Thursday, July 07, 2005

Technical: Initial Contact with WSGI and Paste

Checked out Paste and downloaded WSGIUtils today. Installed svn to check out 3rd party packages. Ran through some of the articles on http://pythonpaste.org.

There was quite a bit of confusion as to what was going on, and the TODO tutorial did not help much. Admittedly after my experience in Java web frameworks I hoped to breeze through this initial learning curve. Getting the tutorial (WebKit and ZPT) running was quick and easy, but there was no clear flow of control to work from.

With Struts, you knew how things tied together -> how different components of the server were called to process an incoming request, where you redirect control to Actions/Servlets, the order in which stuff was done. I think a large part of this plumbing was hidden in __init__.py and SitePage.py and paster, and the user does not see the connections to index.py/templates.
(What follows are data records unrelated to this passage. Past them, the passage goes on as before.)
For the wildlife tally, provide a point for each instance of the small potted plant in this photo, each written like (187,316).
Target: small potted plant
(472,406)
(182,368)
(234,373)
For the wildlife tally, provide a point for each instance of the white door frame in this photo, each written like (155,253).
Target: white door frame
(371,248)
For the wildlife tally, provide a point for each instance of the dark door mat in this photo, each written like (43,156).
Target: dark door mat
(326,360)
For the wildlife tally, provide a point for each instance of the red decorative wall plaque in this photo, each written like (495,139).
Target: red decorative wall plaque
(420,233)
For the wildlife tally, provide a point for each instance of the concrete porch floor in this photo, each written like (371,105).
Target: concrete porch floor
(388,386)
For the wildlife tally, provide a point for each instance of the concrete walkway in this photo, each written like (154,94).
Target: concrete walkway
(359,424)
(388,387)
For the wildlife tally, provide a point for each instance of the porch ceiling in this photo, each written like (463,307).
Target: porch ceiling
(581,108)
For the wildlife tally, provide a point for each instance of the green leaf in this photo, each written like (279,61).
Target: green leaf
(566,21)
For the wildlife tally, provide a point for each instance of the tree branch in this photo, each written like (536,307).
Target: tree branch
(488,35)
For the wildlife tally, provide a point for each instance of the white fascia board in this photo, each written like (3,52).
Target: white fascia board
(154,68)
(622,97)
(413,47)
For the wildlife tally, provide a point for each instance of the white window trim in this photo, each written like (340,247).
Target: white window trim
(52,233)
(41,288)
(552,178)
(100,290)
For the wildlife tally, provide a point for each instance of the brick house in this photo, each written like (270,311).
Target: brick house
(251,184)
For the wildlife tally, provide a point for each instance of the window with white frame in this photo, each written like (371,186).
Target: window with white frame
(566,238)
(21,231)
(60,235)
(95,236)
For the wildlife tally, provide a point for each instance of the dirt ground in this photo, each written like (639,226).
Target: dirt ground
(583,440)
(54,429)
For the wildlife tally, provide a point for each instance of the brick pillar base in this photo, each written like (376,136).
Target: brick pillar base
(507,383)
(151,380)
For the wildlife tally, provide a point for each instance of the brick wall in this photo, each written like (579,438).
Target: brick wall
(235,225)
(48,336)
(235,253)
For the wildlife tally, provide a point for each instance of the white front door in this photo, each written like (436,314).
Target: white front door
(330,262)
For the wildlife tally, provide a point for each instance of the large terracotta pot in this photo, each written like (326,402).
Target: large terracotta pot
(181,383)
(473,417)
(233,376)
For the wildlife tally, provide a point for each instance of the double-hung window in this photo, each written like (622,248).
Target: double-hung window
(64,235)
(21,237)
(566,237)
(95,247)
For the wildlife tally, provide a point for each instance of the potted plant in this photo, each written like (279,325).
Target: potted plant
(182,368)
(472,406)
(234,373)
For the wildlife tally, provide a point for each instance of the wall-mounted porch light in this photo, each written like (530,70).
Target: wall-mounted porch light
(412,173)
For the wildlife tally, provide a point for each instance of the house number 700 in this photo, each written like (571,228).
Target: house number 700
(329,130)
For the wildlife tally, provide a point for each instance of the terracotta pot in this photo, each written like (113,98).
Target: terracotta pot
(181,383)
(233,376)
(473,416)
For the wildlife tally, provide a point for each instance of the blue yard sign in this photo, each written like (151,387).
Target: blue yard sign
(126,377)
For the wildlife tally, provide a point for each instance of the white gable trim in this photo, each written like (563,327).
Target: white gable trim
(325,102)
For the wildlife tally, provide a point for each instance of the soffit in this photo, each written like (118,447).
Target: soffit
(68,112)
What I did figure out was to use the ""application(environ, start_response)"" overwrite for the URLparser to hijack control of the request and process it. This ties in neatly with PyFileServer's need to bypass urlparser, since the URL path requested does not go directly to a webserver-shared script or resource but is translated to a directory file path in the file repository outside of the web application.

Still, I would need to learn that flow of control for future purposes. Any recommendations?

1 comment:

Ian Bicking said...

If you get an exception in your application, you'll see a big traceback that includes all the bits of code you are running through. That might be helpful, even if an unconventional way to explore.

Generally WSGI is the right place to start -- read PEP 333 and understand that. It's very detailed, but not very complicated. Everything in Paste is implemented as middleware, and that's what you'll interact with. Things like SitePage are part of the Webware web application framework, and that really isn't the level you are working on here -- you want to work close to HTTP, and WSGI gives you that.